Numerical Optimal Control
Every closed form we have prized — the
LQR gain,
a bang-bang switching curve, a tidy two-point boundary problem — lives in a small, friendly corner of
the subject. Step outside it, into nonlinear dynamics, awkward constraints, and high dimensions, and
the pencil runs out. There the only way forward is to compute. Numerical optimal
control turns the
maximum
principle and the
Hamilton–Jacobi–Bellman
equation into algorithms a machine can run, and it splits into two great families,
distinguished by when you discretise.
Indirect methods: optimise, then discretise
Indirect methods take the maximum principle at its word. First you derive the exact
optimality conditions by hand — the Hamiltonian, the costate equation, the stationarity condition —
which assemble into a two-point boundary-value problem (TPBVP): the state
x is pinned at the start, the costate \lambda is
pinned at the end, and the coupled dynamics must thread between them:
\dot{x} = \frac{\partial H}{\partial \lambda}, \qquad \dot{\lambda} = -\frac{\partial H}{\partial x}, \qquad x(0) = x_0,\ \ \lambda(T) = \frac{\partial \varphi}{\partial x}\big(x(T)\big).

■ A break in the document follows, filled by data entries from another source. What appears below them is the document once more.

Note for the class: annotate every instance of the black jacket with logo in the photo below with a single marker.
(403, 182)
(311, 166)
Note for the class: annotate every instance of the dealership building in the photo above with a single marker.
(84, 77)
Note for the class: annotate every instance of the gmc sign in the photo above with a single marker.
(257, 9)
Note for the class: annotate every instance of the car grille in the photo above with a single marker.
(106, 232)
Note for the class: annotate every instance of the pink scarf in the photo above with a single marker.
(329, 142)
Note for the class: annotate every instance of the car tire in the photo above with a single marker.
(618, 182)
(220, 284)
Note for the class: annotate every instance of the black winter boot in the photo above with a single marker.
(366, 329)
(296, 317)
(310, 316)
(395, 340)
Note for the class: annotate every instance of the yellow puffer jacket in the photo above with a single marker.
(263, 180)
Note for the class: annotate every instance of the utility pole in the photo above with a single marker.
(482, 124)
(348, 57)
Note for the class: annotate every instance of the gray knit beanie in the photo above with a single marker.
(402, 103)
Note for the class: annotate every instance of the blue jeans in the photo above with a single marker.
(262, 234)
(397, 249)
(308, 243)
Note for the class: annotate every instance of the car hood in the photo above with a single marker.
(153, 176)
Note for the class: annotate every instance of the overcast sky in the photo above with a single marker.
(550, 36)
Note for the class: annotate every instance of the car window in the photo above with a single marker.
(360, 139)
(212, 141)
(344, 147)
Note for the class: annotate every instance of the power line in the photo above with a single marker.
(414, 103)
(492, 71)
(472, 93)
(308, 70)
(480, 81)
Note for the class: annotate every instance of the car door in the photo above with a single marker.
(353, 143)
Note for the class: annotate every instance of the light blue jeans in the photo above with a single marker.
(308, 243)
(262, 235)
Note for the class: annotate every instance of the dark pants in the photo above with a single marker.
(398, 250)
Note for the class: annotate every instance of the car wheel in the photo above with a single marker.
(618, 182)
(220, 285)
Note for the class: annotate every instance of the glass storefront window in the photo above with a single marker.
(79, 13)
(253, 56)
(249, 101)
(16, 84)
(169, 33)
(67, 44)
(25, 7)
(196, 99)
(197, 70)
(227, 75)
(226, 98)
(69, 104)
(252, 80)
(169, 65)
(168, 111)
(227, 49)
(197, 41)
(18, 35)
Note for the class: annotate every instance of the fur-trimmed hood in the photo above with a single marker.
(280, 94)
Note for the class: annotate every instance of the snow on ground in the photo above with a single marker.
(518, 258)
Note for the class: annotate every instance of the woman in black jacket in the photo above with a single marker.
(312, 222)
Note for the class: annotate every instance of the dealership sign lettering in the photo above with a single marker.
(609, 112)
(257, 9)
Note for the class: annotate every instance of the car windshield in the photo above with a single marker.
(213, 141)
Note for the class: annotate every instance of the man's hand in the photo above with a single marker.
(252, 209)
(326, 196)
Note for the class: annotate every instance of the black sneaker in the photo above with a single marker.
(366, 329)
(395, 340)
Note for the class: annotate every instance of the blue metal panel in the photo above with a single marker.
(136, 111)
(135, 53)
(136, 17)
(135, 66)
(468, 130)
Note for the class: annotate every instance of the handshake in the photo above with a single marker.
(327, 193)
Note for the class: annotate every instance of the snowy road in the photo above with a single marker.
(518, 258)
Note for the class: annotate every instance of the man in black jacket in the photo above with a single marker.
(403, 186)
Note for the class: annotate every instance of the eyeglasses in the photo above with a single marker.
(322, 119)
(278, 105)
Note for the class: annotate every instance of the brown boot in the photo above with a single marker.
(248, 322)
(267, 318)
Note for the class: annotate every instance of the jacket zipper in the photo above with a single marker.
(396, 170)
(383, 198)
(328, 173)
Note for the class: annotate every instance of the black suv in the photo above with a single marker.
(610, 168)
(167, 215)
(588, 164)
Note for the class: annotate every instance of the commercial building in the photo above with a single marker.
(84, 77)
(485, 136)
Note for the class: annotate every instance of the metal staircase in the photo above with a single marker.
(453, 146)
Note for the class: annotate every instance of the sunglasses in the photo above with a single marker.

Only then do you reach for a computer, to solve that boundary problem numerically. The
classic tool is shooting:
- Guess the missing initial costate \lambda(0).
- Integrate the coupled (x, \lambda) dynamics forward to
time T.
- Check the terminal condition on \lambda(T); it will be
missed.
- Adjust the guess (a Newton step on the miss) and repeat until the boundary is
hit.
Because you optimise on paper before discretising, the slogan is “optimise then
discretise.” The reward is high accuracy from the exact conditions; the catch is that
the costate is invisible and unintuitive, the Hamiltonian must be derived afresh for every problem,
and the integration is exquisitely sensitive to the initial guess — a small error in
\lambda(0) can blow up by time T.
Direct methods: discretise, then optimise
Direct methods reverse the order. They never derive a costate at all. Instead they
chop the trajectory into a finite set of nodes, replace the continuous problem with a large but
ordinary nonlinear program (NLP) in those node variables, and hand the whole thing to
an off-the-shelf optimiser — hence “discretise then optimise.” Three
styles dominate:
-
Single shooting. Make only the controls the decision variables; simulate the
trajectory forward from them and minimise the resulting cost. Simple, but it inherits the same
sensitivity as indirect shooting over a long horizon.
-
Multiple shooting. Cut the horizon into several segments, integrate each
independently from its own starting state, and add continuity constraints forcing
the segments to join. Breaking up the long integration tames the blow-up and makes the problem far
better conditioned.
-
Collocation. Make the states and controls at every node decision
variables, approximate the trajectory by polynomials between nodes, and enforce the dynamics as
equality constraints at chosen collocation points — the defect
x_{i+1} - x_i - \int f \,\approx\, 0 must vanish at each. The dynamics
become constraints in the NLP rather than something you integrate.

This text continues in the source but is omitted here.